Perforce IPLM High Availability with HAProxy and Neo4j cluster: Manage and configure Neo4j cluster

Previous step: Perforce IPLM High Availability with HAProxy and Neo4j cluster: Installation

Manage Neo4j cluster

All the nodes in Neo4j cluster need to be configured properly first, and then can be started one by one. A node opens services port (port 7474 by default) and accepts service request only after it has successfully connected and negotiated with other nodes in the cluster.

Configure Neo4j cluster

Neo4j configuration file location

  • For node installed with neo4j-enterprise software package (rpm or debian packages), the config file path is 

    • /etc/neo4j/neo4j.conf

  • For node installed by using PiServer Self-Extracting archive, the config file path is 

    • <neo4j-enterprise-3.5.3>/conf/neo4j.conf

Enable Neo4j HA

To enable Neo4j cluster running in HA mode, configure the following options in Neo4j config file for each node.

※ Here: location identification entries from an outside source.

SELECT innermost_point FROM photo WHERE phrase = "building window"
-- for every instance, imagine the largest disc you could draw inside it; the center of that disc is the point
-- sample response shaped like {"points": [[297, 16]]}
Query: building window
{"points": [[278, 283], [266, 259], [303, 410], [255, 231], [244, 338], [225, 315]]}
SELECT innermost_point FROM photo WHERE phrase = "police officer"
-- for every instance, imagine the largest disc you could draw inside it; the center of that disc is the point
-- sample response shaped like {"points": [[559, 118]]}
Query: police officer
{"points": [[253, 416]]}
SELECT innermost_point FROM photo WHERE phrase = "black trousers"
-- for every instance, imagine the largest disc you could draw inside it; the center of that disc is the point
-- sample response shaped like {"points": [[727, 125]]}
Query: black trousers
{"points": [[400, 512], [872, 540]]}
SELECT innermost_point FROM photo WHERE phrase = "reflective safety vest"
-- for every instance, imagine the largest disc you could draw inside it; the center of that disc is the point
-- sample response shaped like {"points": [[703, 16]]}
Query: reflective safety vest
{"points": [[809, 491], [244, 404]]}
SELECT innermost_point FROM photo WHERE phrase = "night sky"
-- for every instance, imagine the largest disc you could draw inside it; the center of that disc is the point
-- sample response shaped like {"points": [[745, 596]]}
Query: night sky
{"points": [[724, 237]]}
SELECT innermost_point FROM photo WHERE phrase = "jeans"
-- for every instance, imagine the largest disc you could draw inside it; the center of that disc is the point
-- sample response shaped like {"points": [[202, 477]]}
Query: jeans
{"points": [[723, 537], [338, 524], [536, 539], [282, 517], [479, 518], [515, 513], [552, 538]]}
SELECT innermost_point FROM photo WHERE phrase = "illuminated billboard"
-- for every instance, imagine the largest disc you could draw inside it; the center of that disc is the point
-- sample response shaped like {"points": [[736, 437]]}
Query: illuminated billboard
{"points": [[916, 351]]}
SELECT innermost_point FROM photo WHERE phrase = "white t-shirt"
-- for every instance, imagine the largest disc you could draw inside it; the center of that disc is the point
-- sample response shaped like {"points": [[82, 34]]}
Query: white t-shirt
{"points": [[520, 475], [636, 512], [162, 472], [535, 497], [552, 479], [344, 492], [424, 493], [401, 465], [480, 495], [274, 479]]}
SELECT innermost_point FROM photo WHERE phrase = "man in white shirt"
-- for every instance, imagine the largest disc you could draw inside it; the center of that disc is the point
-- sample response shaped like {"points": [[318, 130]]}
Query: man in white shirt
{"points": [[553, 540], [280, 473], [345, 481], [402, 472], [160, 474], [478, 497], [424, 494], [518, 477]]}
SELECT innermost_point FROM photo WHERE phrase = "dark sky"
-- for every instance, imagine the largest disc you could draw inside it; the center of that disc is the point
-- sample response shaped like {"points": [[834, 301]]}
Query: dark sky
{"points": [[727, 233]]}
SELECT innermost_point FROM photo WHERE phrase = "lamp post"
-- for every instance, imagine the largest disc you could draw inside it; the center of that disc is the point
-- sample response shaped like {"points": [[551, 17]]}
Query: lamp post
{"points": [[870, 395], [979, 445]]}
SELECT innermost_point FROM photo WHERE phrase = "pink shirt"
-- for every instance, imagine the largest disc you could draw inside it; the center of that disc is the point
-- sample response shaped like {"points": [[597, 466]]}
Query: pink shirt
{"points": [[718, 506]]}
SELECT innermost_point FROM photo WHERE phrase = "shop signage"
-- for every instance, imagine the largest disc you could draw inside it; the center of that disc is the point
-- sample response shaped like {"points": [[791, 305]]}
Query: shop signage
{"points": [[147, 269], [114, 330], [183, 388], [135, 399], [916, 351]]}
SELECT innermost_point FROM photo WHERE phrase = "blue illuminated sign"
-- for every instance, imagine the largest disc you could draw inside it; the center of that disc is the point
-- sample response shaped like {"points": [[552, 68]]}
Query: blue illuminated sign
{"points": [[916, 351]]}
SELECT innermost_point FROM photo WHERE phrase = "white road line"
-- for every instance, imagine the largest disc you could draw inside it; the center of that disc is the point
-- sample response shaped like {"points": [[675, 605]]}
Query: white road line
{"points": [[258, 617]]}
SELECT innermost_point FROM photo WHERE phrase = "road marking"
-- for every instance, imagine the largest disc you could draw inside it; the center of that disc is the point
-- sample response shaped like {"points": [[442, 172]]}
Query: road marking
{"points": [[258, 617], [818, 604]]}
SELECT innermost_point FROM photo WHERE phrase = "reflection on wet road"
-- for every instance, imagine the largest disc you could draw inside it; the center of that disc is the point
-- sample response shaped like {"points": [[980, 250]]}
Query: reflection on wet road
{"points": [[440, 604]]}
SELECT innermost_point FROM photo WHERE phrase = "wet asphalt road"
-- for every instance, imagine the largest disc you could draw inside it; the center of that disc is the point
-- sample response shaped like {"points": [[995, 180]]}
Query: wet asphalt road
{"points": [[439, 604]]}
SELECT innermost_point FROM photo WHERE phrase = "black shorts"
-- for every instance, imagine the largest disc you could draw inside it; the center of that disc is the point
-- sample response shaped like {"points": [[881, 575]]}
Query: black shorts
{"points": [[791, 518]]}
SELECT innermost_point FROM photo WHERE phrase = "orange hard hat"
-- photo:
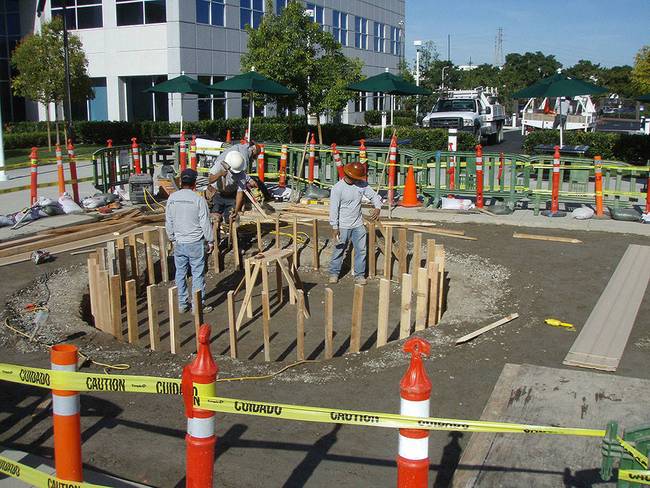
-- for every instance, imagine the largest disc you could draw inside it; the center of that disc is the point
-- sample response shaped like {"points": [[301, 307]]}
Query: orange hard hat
{"points": [[356, 170]]}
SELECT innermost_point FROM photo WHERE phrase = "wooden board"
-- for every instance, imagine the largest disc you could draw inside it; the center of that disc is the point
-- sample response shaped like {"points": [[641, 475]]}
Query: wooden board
{"points": [[602, 340], [548, 396]]}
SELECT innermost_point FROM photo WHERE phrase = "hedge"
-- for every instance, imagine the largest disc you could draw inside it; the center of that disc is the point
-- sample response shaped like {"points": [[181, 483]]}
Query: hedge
{"points": [[629, 148]]}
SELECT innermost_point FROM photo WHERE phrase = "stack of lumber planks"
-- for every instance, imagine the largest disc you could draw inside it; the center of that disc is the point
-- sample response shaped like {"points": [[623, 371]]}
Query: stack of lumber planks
{"points": [[64, 239]]}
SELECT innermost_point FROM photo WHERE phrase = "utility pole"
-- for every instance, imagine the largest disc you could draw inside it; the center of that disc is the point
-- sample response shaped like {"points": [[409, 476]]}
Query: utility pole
{"points": [[67, 105]]}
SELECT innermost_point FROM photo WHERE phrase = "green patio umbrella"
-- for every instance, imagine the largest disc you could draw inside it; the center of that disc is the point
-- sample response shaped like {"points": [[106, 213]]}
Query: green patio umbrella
{"points": [[184, 85], [389, 84], [560, 85], [250, 83]]}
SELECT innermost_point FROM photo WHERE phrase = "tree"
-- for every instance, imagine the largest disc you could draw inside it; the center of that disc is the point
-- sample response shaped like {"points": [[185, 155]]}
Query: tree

  • dbms.connector.http.listen_address=0.0.0.0:7474
  • dbms.mode=HA
  • dbms.security.ha_status_auth_enabled=false
  • ha.server_id=<unique numeric id in the cluster. It is 1, 2 or 3 in a 3-node cluster>
    • Ex. ha.server_id=1
  • ha.initial_hosts=<comma-separated list of host:port for each node in the cluster. Port is 5001 usually>
    • Ex. ha.initial_hosts=centos7-ha1:5001,centos7-ha2:5001,centos7-ha3:5001
  • ha.host.coordination=<host:port in the above list for this node>
    • Ex. ha.host.coordination=centos7-ha1:5001
  • ha.host.data=<host:port for this node. Port is 6001 usually>
    • Ex. ha.host.data=centos7-ha1:6001
  • dbms.logs.http.enabled=true (uncomment this to enable Neo4j-side http logs, highly recommended).

HA clustering tunables

These two tunables enable optimistic push as a replication mechanism. This can be applied to 10+ slaves without ill-effect.

  • ha.pull_interval=500ms (or even lower)
  • ha.tx_push_factor=2 (or number of nodes in cluster minus one)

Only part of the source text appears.